55 By s 25(4)(a)(iii), a respondent seeking to set aside a judgment based on an adjudication certificate cannot challenge the adjudicator's determination. That must mean that in any such proceedings, the judgment cannot be set aside upon the basis that the adjudicator (for example) erred in law in some step of his or her reasoning. It would be quite inconsistent with the legislative intention that is evident in s 25(4) to permit a challenge to be raised, by way of relief in the nature of prerogative relief, upon the ground of error of law.

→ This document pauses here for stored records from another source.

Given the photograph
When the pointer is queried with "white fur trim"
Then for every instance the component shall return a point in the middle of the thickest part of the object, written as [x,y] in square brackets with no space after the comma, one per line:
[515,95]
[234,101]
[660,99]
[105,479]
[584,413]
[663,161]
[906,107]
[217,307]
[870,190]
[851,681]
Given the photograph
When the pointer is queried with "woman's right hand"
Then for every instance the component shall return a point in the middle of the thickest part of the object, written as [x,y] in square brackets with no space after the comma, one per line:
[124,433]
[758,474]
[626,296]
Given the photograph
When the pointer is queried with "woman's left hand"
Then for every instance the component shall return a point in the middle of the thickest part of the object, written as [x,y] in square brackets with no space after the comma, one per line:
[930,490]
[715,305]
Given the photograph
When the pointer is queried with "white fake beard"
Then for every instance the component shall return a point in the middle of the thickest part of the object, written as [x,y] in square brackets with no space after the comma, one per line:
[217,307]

The legislature could hardly be taken to have intended that, having forbidden entry by the front door, it was nonetheless happy for access to be obtained from the rear.
56 Further, in my opinion, where review may in principle be available, the availability of the particular ground must depend, among other things, upon an analysis of the relevant provisions of the Act.
57 For example, in relation to natural justice, the extent of the adjudicator's obligation to afford to a respondent to the adjudication application an opportunity to be heard is limited by s 21(2) of the Act, which provides that an adjudicator is not to consider an adjudication response made outside the time for such response to be lodged. This is reinforced by s 21(5), which provides, relevantly, that the adjudicator's power to determine an application is not affected by the failure of either or both of the parties to make a submission.
58 Musico relied upon the statement of McHugh J in Muin v Refugee Review Tribunal (2002) 76 ALJR 966, 989 [123] as follows:
"Natural justice requires that a person whose interests are likely to be affected by an exercise of power be given an opportunity to deal with matters adverse to his or her interests that the repository of the power proposes to take into account in exercising the power".
59 That requirement can, I think, be accommodated to the scheme of the Act. Section 21(4) enables an adjudicator to request further submissions from either party and to give the other party an opportunity to comment on those submissions. Where, after considering an adjudication application and an adjudication response, an adjudicator comes to the view that there was some matter, not traversed in them, that might cause him or her to deal with the application in a manner adverse to one or other party, the principle enunciated by McHugh J would ordinarily require that the adjudicator request further written submissions and comments thereon. But whether or not this principle is enlivened in a particular case must, necessarily, depend on an analysis of the "matter", and of its significance to the determination ultimately made by the adjudicator.
60 Further, and more generally, I think that the approach of the Court to an application for review of an adjudicator's determination should be guided by the evident legislative intention that such determinations are to be carried out informally and speedily, and in a manner that will enable erroneous determinations to be adjusted (i.e., in effect, corrected) upon a final hearing of the issues in dispute between the parties.